4. **Counting [draworder] frames as "correctness".** Probe data showed
1,595 indoor frames with valid stencil/cells/buildings outputs. That
counted as "process complete" — but the visual still chaos. The
probes are NECESSARY but NOT SUFFICIENT.
## Files touched
| File | Status |
|---|---|
| `src/AcDream.App/Rendering/Wb/WbRenderPass.cs` | NEW (verbatim) |
| `src/AcDream.App/Rendering/Wb/WbFrustum.cs` | NEW (verbatim + tests) |
| `src/AcDream.App/Rendering/Wb/EnvCellSceneryInstance.cs` | NEW (verbatim with renames + tests) |
| `src/AcDream.App/Rendering/Wb/EnvCellVisibilitySnapshot.cs` | NEW (verbatim narrowed) |
| `src/AcDream.App/Rendering/Wb/EnvCellRenderer.cs` | NEW (1013 LOC, WB EnvCellRenderManager port + tests) |
| `src/AcDream.App/Rendering/Wb/WbMeshAdapter.cs` | MODIFIED (MeshManager accessor) |
| `src/AcDream.App/Rendering/IndoorCellStencilPipeline.cs` | MODIFIED (RenderBuildingStencilMask low-level + probe fields) |
| `src/AcDream.App/Rendering/CellVisibility.cs` | MODIFIED (GetCellsForLandblock for richer stamping dict) |
| `src/AcDream.App/Rendering/GameWindow.cs` | MODIFIED (extensive: ctor wiring, RegisterCell call site, RenderInsideOutAcdream method, probe emitters, kill-switch) |
| `src/AcDream.Core/Rendering/RenderingDiagnostics.cs` | MODIFIED (ProbeEnvCellEnabled flag) |
| `docs/superpowers/plans/2026-05-28-phase-a8-wb-render-inside-out-port.md` | NEW (plan committed at session start) |
| `docs/research/2026-05-28-a8-wb-port-shipped-but-broken-handoff.md` | NEW (this doc) |
## Kill-switch usage
To re-enable the indoor branch for investigation (next session):
```powershell
$env:ACDREAM_A8_INDOOR_BRANCH = "1" # enable the broken indoor branch
$env:ACDREAM_PROBE_VIS = "1" # emit [envcells]/[stencil]/[draworder]/[buildings]
$env:ACDREAM_A8_STEP5 = "1" # optional: enable Step 5 cross-building visibility
```
When `ACDREAM_A8_INDOOR_BRANCH` is unset or != "1":
- `cameraInsideBuilding` is forced false regardless of actual state
- The outdoor branch (`Draw(set: All)`) runs for indoor cells too
- The pre-A8 `if (cameraInsideCell) Clear(DepthBufferBit)` workaround is
restored
- Visual behavior matches pre-A8 baseline
- All A8 code remains in tree (probes silent, indoor branch unreachable)
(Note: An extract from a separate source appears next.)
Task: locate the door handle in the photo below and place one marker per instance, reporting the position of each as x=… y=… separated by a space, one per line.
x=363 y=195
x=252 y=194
## Pickup prompt for next session
> Read `docs/research/2026-05-28-a8-wb-port-shipped-but-broken-handoff.md`
> in full. Then read the kill-switch implementation in `GameWindow.cs`
> at the `cameraInsideBuilding` declaration (~line 7110) to see how
> default behavior is restored.
>
> Your mission: BUILD APPARATUS, not more speculative fixes. The
> apparatus options (frame-replay harness / per-step GL state probe /
> WB-renderer side-by-side / mesh-data audit) are listed in the
> "Recommended next-session apparatus" section. Pick one, build it,
> use it.
>
> Do NOT launch the client live with `ACDREAM_A8_INDOOR_BRANCH=1` more
> than ONCE before the apparatus is in place. The session's failure
> mode is exactly the pattern of "one more fix, then test live again"
> that ate six attempts in the #98 saga before the apparatus saved it.
>
> User authorization remains: "no questions, no band-aids." The
> apparatus build is NEITHER — it's the proper investigation path.